As competências são construídas por meio de processos de aprendizagem influenciados por três conjuntos de capacidades humanas: conhecimentos (informação, saber o quê e saber o porquê), habilidades (técnica, capacidade e saber como) e atitudes (querer fazer, identidade e determinação) (BRANDÃO; GUIMARÃES, 2001). São essas três dimensões que geram a capacidade de atuar, fundamentada na inteligência e personalidade das pessoas (FLEURY; FLEURY, 2001). Compreender o processo de desenvolvimento de competências é estar "de acordo com as situações, experiências vividas e aprendizagens transformadas em conhecimentos e habilidades que, por sua vez, são a base para a formação de atitudes, construindo a capacidade de atuar" (CRUZ; PEREIRA; SOUZA, 2004, p. 25).

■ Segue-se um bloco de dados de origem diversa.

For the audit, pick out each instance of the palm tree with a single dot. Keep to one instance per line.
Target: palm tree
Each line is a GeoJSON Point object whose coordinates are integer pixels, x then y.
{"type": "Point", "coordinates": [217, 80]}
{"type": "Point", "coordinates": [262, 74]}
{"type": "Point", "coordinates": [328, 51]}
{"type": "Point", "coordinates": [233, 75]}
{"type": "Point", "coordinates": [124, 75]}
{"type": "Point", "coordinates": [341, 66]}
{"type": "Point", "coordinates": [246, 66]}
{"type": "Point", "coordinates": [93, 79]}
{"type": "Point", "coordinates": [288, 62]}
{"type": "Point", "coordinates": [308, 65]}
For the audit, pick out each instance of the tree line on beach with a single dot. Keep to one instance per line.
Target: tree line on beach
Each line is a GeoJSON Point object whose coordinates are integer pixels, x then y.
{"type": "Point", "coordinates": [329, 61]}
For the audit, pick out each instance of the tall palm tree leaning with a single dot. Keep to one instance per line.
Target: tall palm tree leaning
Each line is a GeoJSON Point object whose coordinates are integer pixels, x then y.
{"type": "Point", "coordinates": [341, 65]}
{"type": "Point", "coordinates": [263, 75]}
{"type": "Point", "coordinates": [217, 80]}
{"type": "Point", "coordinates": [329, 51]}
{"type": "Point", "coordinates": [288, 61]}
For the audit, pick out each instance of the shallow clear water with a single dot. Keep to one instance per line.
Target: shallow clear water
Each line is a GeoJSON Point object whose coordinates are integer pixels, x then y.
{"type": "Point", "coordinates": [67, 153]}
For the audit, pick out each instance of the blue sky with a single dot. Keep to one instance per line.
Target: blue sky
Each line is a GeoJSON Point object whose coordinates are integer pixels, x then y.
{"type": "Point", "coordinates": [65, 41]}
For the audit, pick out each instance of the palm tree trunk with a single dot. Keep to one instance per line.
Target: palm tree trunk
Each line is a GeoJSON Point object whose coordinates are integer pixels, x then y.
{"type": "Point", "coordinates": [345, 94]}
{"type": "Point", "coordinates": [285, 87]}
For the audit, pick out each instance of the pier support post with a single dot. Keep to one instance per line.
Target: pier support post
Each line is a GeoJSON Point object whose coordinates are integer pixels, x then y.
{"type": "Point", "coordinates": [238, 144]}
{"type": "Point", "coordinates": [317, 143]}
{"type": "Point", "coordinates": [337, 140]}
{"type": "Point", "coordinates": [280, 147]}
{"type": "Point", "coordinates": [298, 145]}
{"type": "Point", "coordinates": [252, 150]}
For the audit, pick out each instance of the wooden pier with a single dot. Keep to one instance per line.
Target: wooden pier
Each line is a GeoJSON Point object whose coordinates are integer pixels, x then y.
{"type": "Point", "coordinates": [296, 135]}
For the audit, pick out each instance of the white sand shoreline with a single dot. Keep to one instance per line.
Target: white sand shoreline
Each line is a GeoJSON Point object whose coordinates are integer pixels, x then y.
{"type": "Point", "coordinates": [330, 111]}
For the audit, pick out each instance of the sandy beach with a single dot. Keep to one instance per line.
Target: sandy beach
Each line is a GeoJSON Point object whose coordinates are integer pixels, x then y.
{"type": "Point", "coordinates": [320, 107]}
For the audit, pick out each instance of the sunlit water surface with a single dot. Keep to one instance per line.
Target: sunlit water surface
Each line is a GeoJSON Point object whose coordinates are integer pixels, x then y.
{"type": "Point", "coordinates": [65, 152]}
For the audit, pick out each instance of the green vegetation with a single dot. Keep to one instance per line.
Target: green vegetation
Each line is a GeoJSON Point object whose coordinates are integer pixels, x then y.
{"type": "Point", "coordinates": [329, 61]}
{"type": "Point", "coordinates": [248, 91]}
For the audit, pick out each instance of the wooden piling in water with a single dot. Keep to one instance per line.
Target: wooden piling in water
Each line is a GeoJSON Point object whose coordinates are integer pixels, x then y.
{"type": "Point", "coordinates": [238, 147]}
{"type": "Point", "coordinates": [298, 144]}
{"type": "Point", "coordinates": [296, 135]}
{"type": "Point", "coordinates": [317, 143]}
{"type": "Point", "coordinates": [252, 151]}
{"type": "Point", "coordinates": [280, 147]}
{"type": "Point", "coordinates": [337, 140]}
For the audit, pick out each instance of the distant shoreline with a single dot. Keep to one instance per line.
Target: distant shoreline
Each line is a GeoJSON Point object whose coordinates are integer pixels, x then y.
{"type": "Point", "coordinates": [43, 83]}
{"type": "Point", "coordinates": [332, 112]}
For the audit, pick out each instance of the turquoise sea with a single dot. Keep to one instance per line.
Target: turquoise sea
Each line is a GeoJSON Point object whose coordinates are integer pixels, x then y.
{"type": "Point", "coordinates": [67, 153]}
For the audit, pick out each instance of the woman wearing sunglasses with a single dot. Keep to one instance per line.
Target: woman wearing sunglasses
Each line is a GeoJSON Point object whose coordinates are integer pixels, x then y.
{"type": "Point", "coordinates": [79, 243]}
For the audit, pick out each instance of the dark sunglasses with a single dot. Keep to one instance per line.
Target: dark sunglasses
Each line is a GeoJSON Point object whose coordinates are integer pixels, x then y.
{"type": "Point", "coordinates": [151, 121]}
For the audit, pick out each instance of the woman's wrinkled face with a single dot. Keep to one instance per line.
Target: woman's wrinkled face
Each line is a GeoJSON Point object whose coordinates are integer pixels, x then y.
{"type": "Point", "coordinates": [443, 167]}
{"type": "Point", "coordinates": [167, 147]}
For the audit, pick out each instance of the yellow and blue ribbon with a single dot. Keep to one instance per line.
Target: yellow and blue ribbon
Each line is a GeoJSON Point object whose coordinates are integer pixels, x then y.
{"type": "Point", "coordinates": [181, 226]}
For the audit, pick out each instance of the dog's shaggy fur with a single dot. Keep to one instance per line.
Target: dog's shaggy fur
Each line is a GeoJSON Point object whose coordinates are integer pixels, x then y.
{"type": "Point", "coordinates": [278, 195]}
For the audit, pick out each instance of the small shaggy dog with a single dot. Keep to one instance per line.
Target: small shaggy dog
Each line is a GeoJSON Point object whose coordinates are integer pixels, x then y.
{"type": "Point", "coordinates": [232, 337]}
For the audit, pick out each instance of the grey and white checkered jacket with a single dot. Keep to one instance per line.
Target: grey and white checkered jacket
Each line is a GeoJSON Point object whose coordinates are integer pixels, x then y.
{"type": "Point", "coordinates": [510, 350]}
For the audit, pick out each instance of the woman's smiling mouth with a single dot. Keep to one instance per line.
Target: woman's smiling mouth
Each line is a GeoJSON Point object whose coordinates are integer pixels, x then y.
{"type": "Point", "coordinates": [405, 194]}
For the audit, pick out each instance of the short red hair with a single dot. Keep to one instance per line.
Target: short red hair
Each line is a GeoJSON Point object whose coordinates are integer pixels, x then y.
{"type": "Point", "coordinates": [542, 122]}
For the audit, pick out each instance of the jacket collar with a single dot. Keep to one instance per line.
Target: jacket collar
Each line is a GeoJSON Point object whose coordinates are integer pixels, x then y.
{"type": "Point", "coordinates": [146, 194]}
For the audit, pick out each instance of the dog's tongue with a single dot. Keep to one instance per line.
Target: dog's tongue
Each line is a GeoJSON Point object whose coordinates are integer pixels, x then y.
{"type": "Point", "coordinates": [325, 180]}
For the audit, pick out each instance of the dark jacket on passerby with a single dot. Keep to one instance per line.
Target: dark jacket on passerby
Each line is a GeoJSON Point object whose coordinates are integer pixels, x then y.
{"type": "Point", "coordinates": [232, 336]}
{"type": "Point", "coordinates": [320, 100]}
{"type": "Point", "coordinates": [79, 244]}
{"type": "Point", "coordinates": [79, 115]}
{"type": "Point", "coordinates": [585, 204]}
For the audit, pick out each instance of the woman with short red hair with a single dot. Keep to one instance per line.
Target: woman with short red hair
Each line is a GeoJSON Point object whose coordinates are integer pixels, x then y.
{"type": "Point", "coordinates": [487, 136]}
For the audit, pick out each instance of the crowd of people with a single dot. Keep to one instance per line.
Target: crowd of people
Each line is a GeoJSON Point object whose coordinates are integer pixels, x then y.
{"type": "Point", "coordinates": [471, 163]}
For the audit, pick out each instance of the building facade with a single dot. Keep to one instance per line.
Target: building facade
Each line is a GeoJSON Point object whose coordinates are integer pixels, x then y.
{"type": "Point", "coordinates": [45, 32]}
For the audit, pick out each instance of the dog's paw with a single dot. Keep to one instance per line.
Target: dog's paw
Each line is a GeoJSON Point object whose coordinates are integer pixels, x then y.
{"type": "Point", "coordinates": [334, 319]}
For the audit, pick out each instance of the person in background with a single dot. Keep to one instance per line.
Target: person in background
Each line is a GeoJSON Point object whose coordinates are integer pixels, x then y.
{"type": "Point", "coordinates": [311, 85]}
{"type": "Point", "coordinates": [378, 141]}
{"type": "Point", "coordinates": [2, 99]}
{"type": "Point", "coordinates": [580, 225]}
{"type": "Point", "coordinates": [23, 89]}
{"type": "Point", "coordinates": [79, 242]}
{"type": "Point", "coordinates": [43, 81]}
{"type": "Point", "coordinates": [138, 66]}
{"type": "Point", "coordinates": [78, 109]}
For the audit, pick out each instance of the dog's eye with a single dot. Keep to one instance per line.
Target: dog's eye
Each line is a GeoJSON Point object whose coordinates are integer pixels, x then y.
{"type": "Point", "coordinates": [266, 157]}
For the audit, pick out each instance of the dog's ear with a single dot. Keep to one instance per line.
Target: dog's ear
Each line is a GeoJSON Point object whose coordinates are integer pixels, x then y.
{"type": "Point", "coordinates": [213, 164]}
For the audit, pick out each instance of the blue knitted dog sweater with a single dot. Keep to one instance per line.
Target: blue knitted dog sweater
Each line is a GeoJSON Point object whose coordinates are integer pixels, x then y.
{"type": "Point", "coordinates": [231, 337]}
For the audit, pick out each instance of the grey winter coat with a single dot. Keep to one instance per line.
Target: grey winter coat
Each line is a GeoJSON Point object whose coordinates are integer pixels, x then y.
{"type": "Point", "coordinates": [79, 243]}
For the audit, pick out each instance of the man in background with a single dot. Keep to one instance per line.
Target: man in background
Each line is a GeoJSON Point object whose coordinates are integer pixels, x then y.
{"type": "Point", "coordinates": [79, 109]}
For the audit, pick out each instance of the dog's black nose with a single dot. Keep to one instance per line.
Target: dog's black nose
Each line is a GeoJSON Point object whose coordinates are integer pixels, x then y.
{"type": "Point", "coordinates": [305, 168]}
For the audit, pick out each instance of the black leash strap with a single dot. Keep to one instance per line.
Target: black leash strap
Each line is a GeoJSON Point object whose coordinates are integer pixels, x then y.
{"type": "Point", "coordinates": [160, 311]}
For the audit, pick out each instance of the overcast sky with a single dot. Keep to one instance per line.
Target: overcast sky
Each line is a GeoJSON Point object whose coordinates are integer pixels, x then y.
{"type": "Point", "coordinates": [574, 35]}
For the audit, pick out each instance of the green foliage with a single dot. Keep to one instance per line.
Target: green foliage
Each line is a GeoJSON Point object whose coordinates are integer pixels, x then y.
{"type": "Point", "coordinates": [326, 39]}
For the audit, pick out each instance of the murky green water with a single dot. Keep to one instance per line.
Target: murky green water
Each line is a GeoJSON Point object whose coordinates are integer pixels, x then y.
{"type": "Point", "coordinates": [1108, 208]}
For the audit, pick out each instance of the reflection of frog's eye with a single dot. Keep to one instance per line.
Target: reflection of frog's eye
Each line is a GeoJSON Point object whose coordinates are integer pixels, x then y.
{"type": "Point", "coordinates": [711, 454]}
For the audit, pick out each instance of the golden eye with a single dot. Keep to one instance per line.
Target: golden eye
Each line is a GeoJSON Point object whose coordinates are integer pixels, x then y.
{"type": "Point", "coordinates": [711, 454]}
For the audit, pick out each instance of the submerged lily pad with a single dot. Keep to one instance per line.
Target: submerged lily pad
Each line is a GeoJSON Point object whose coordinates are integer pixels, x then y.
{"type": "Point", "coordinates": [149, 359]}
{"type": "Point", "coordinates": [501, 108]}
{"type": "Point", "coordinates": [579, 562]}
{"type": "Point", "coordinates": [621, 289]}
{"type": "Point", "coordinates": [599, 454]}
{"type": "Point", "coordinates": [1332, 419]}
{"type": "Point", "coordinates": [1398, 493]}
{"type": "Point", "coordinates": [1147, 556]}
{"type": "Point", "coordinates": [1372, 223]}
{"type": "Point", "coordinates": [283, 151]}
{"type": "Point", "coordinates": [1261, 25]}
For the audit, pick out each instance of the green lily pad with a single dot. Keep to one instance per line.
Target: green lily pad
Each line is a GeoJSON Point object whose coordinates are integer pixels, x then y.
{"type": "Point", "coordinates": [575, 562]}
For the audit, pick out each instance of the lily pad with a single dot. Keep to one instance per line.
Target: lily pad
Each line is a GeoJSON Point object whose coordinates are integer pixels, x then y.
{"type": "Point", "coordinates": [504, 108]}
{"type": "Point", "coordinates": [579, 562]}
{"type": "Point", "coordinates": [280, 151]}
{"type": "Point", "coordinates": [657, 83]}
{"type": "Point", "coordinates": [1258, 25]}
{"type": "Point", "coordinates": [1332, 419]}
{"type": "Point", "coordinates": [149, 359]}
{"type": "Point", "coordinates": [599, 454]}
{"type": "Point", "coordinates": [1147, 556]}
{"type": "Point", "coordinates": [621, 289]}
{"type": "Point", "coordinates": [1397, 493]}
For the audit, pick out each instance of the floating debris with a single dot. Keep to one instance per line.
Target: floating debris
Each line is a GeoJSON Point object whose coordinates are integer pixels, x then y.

Conceitos de Competências Profissionais

Um conjunto de conceitos sobre competências profissionais tem sido apresentado na literatura especializada. Com base nisso, foi construída, com os conceitos de competências profissionais formulados por diferentes autores, uma tabela comparativa (Tabela 1).

É possível identificar, nos conceitos sobre competências profissionais pesquisados, uma alusão ao conjunto de aprendizagens construídas ao longo da vida, baseadas em capacidades cognitivas, afetivas e de mobilização de habilidades de adaptação e socialização. No âmbito desta pesquisa, considera-se competências profissionais o repertório de comportamentos e habilidades cognitivas, sociais e emocionais que o psicólogo necessita para atuar com êxito em sua atividade profissional.

Visto isso, é necessário avançar no debate sobre o papel das competências no processo de formação profissional, ora descritas na capacidade de atuar, ora no repertório de comportamentos profissionais que delineiam a qualidade da atividade desempenhada ou, ainda, na relação entre as exigências requeridas pelas atividades do posto de trabalho e o desempenho profissionalmente legitimado.

Medida e Avaliação de Competências Profissionais

No âmbito das competências profissionais, avaliar pressupõe a comparação entre o que se espera do indivíduo em termos de realização do trabalho (resultado esperado) e a sua atuação efetiva (trabalho realizado), e também a existência de algum mecanismo de acompanhamento que permita corrigir desvios para assegurar que a execução corresponda ao que foi planejado (LUCENA, 1977; ALURY; REICHEL, 1994). Sendo assim, a avaliação refere-se a um processo que envolve atividades de planejamento, de acompanhamento e de avaliação propriamente dita (GUIMARÃES, 1998).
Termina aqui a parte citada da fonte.